Atheism is growing in this country, but the growth is mostly among younger people. Surveys show that older people are far more likely to believe in God than younger people, which, I’m sorry to say had never occurred to me, almost certainly means that older atheists are more likely to face hostility among their social group than younger people are. A PBS station in California has a report on the matter.
[Brigit] Clarke-Smith started Atheists Anonymous after a fellow La Costa resident asked if she was a Christian.
“I thought, that’s a strange thing to say, and I said, ‘no,’ just like that,” Clarke-Smith said. “And she said, ‘well, what are you?’ And I said, ‘I’m an atheist!’ And she was angry, and she walked right out.”
A woman overheard Clarke-Smith and shared some advice.
“She said, ‘oh, we’re atheists, but we want to remain anonymous,’“ she said.
Clarke-Smith decided to start a group for atheists like that woman. She named it Atheists Anonymous in her honor…
But despite the increase in popularity, Clarke-Smith said some residents of La Costa Glen don’t appreciate her efforts.
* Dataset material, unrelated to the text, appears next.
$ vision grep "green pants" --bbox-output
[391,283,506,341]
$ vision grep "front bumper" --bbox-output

“I’ve been called anti-Christ, I have been called a Jew lover, and one day I was standing in our mail room, and two ladies were looking at a poster that said ‘Brigit Clarke-Smith, Questions? Call Me,’” Clarke-Smith said. “And one of them said, ‘you see this woman’s name? She’s a sinner, she’s going to Hell, and she’s going to burn forever.’ ”
We put a lot of focus on helping younger people organize secular student groups and the like. I think we should put some focus on helping older atheists do the same thing as well.